Then along came Saban. Lured back to college from a miserable stint with the Miami Dolphins, days after publicly declaring he would not be Alabama’s coach. He brought back the dominance older fans thought they had lost forever when Bryant retired. And then he surpassed it. And so, when Saban decided to step away, Janice and Allen’s immediate feeling was gratitude. “I admire him,” Janice says, “for deciding it’s time. He’s earned the right to make that decision. It’s time for him to get to have a life, too.”
Retirement suits him. At least, that’s how it seems back in Dallas, in the small meeting room where Saban is addressing reporters. His smile is bright, his skin bronze. When he’s answering questions, his rougher edges seem to have been sanded down a little. It’s easy to see why so many people who are connected to the sport—Alabama fans or not—want him back. Why so many people feel that college football isn’t really college football without him.
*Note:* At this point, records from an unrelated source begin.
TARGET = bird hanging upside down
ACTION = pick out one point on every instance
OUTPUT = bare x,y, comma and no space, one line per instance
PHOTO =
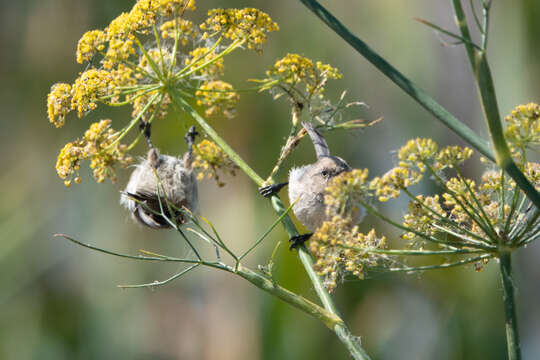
162,178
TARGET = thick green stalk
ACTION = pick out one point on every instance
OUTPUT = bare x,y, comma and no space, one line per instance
490,108
329,319
400,80
340,329
512,334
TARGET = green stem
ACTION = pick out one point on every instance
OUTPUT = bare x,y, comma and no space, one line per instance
328,318
340,329
512,335
490,108
419,95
Hence the question: Would you consider being commissioner? Saban grins at it, at the notion that anyone curious would ask him without first consulting Miss Terry. College football long orbited around Saban, but now Saban’s life orbits around other priorities, including a simpler set of tasks. “I go to play golf at 7:30,” he says. “I can’t get to the ninth hole without getting a text of, ‘This is what I want you to do. … All the chores you have.’”
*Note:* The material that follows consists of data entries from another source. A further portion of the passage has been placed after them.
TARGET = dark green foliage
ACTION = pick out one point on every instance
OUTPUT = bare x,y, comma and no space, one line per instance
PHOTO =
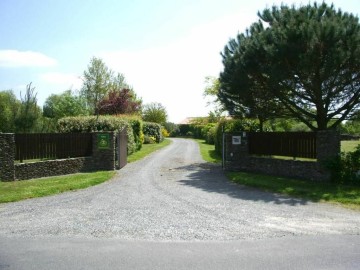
345,169
172,128
103,123
137,127
307,61
152,130
154,112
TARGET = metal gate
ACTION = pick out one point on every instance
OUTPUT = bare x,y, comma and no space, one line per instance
121,149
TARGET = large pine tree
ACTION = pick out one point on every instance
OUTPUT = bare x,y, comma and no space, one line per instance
306,60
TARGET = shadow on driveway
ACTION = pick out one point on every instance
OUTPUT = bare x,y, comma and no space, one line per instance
211,178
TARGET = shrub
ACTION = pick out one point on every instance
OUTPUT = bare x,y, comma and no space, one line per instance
172,128
345,168
104,123
164,132
149,139
153,130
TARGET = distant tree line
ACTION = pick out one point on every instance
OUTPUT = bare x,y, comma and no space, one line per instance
103,92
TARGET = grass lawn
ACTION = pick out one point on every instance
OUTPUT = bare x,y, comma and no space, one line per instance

He stops, looks around the room, and shakes his head. “I mean, at least let me finish my round. It’s not like it’s gonna get done any faster. Right?”
And then he stands to move on to the next room, where he’ll be surrounded by a different throng of people, many of them powerless against the impulse to follow him, some a little bereft. Nick Saban is here, physically, but the feelings of familiarity he once inspired are gone. A new season is dawning, and those in Alabama and far beyond will have to figure out what comes next in college football without the man who long bent the sport to his will.